“Let no corrupt Word proceed out of your mouth, but what is good for necessary edification, that it may impart grace to the hearers” (Ephesians 4:29).
We designate this month of March to interpersonal relationships because they are source of maximum satisfaction and, at the same time, a cause of the graters problems mankind ever faces. Words are the most powerful told for edifying or destroying relationships. It is of no surprise that the Bible is filled with advice to make good use of the Word. Words are not everything, but they can uplift or destroy others, depending on what one might say. This applies to all relationships: in the family, at work, with Friends, with our neighbors, etc.
Raymond, a twenty-year old man, played football in his neighborhood team. During one of their games, he passed the ball to his teammate Xavier in such a way that Xavier could have easily scored a goal, but he missed the opportunity. As a response, Raymond insulted him in front of everybody. Hurt by his teammate’s offensive comments, Xavier did not play for the rest of the match. Raymond ended up feeling uneasy about his rash behavior. His uncle who was watching the game, told him at the end of the match:
“What you did was not good. Xavier didn’t gain anything from your words and you lost a lot because your actions reflected badly on your character. And worst of all, your friendship is ruined until you do something to improve it.”

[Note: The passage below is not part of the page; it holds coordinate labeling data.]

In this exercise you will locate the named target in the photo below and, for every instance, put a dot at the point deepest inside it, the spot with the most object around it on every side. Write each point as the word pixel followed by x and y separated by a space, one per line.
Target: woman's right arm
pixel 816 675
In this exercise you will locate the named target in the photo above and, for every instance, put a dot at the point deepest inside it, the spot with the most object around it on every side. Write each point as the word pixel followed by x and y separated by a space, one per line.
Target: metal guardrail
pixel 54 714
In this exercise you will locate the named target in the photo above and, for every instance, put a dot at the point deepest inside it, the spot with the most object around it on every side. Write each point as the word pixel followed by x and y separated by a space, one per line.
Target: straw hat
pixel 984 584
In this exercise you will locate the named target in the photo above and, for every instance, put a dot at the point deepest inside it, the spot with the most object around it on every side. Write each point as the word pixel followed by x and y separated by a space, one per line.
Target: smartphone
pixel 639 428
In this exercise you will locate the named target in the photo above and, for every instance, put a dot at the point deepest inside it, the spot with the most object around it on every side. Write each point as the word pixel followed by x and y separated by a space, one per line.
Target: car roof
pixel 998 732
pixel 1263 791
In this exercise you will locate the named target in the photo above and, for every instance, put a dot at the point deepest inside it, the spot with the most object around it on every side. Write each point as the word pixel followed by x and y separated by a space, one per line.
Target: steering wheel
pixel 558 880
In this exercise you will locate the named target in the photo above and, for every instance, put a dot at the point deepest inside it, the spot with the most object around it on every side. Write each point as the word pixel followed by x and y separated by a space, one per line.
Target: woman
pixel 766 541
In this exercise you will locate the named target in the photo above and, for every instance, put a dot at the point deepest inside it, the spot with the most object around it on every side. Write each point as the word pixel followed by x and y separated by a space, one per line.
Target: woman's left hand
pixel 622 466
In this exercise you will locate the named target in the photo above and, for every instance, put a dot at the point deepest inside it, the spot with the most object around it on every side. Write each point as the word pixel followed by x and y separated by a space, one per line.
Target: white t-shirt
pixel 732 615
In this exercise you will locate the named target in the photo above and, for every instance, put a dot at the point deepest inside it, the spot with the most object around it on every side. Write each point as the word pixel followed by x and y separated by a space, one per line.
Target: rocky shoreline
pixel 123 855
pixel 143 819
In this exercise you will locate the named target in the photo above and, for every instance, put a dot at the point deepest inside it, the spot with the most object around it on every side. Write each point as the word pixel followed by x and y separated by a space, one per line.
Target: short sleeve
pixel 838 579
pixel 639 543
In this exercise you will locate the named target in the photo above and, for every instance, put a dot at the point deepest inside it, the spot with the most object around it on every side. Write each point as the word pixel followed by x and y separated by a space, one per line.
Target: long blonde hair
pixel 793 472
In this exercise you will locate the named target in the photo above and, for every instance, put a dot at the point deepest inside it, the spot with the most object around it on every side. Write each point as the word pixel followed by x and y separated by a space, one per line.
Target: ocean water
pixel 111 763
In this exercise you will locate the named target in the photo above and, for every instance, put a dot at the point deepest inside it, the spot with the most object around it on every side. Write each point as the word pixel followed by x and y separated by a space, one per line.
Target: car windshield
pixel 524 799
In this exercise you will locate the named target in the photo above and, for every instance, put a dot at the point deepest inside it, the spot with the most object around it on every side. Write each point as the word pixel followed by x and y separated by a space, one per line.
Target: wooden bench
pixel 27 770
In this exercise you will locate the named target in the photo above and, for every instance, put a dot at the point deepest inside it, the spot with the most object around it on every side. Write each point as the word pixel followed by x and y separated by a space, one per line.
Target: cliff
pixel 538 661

Raymond reacted u=in an honorable way. He asked Xavier for forgiveness and admitted his words were inappropriate, hurtful, and disrespectful. They hugged in reconciliation and their relationship became even better than before.
However, there was something that Raymond had not solved: understanding that his actions not only affected his relationship with others. It also affected his relationship with God. He felt guilty and was under the impression that he also offended his heavenly Father. Therefore, he asked God for forgiveness.
If you are at odds with someone because of your words (or for any other reason), do not let too much time to pass before you resolve this conflict: ask for forgiveness. It will be beneficial to your mental and moral health. Ask God, like the Psalmist did, for the right and appropriate words: “Let the words of my mouth and meditation of my heart be acceptable in Your sight, Oh Lord, my strength and my redeemer” (Ps. 19:14).